|White Thai Dinner|
by Gordon Hmmond
"Once a year they hold the love market". A twinkle comes into our translator's eyes and I prick up my ears. "Couples come from miles around to meet each other. The husbands and the wives go different ways and look for old flames and former sweethearts with one thing in mind. There are so many people around that it is easy to get lost in the crowd. Once you meet the person of your fantasies the two of you find a little restaurant and share a meal. You while away the hours waiting for darkness and then, with no questions asked, you have your wicked way. In the morning you meet up with your spouse again and go back home to the daily grind of survival in a beautiful but tough country."

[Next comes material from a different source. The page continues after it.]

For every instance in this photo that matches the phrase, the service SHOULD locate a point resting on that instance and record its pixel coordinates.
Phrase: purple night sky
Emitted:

And so the meal conversation continued. There was nothing fancy about the meal or the surroundings, but the conversation made me realise how easily modern tourism can bypass the heartbeat of a country. The long house was typical of a thousand simple family homes built on an clay island in the middle of a rice field. The slats of the bamboo floor allowed the cooler evening air the circulate around the large open room. The woven grass mats squeaked, but were clean, even if not exactly comfortable. The bowls of chicken, rice, vegetables and the ubiquitous but delicious cha gio (spring rolls) were washed down with copious shots of rice wine. The evening was mellow as were the diners. And the conversation strayed down a dozen enchanting pathways.
It was fascinating to learn about a country from inside. This was down-to- earth travelling, far from the impersonal, cloned world of air-conditioned tourist hotels. No plush beds and drawn curtains, cable television and CNN to start the day. A rooster clearing his throat at some unearthly hour is the self-appointed herald of the pre-dawn. Slowly the village responds to his call as excited piglets, yapping dogs and gossiping ducks add to the sounds of a fresh day. Finally, there is the gentle huffing sound of a buffalo passing by the window. You assume that one of the five buffalo boys will be leading him to rice fields for another day of ploughing and wallowing.
You see, our host, the elegant Ba (Mrs) Vuong with the red lips and the black teeth, has five attractive daughters and no sons. The deal is that a boy who fancies any of the daughters will be required to live with the family for up to five years and work as a buffalo boy. It ensures male labour in the absence of sons. When she was 18, Ba Vuong drank a secret concoction that turned her teeth black. In order to ensure that the chemical reaction was complete she didn't eat for a week. Finally, daily chewing of betel nut turned the lips bright red. She represents the classic beauty of the White Thai - glossy black hair, cherry red lips and black, black teeth.
Driving west from Hanoi for some four hours along a narrow road built by the French in the 1930's we climbed the Thung Huoi Pass and descended into Mai Chau, the heart of the Black and White Thai people of North West Vietnam. One of the fifty-four ethnic groups of this country of contrasts, they arrived from China in 1396 and settled in the spectacular mountainous region near the Laotian border. Living in isolation for so many centuries they developed many intriguing traditions and cultural idiosyncrasies, many of which still exist today.
The Black Thai women are clearly identifiable by the black costume and hairstyle. A married women always wears her hair in a bun secured by an exquisite silver hair pin, designed and created by her husband and presented to her on their wedding day. Unmarried girls let their hair down and widows wear a bun on the side of their heads. The White Thai who wear white in their garments tend to live in the valleys and in the larger towns. As a result the impact of modern life is rapidly eroding away their ancient culture.
Trekking up into the mountains is not for the faint-hearted, but it is the best way to experience life as it has been for many centuries. The temperature and humidity were matched by the steepness of the climb, but we were rewarded with spectacular scenery and insights that most tourists would never see. I came away with a renewed respect for the toughness and resourcefulness of these beautiful people.
These people are intensely practical. Underneath their stilt houses you can see bulky, rounded log coffins waiting for their inevitable day of infamy. Evidently, when someone becomes seriously sick, the coffin is brought into the room and placed alongside their mat. The message is clear. Get well or you will be carried out in this contraption.
Scores of carp tails nailed to the side of the house, provided a visible record of the productivity of their fish dam, both in terms of numbers and size of the fish. If you know where to look and what to look for, the entrance of each home will reveal the number and gender of the inhabitants. We were on an amazing learning curve.
Adventure travel is not just about rafting down a raging river, or bungy jumping from a bridge. There is a whole world of experiencing differences first hand. Once a traveller has passed the flush of youth and once they have seen the "must sees" of the world of the tourist, the time arrives for discerning travel. Getting off the beaten track and away from Hotel World to no longer being an observer, but becoming a guest of ordinary people and a participant in their daily lives could be described as the ultimate experience of the seasoned traveller.
For me, Vietnam is no longer a small and overpopulated Asian country that used to be the enemy, but is undoubtedly one of the world's most colourful and fascinating destinations.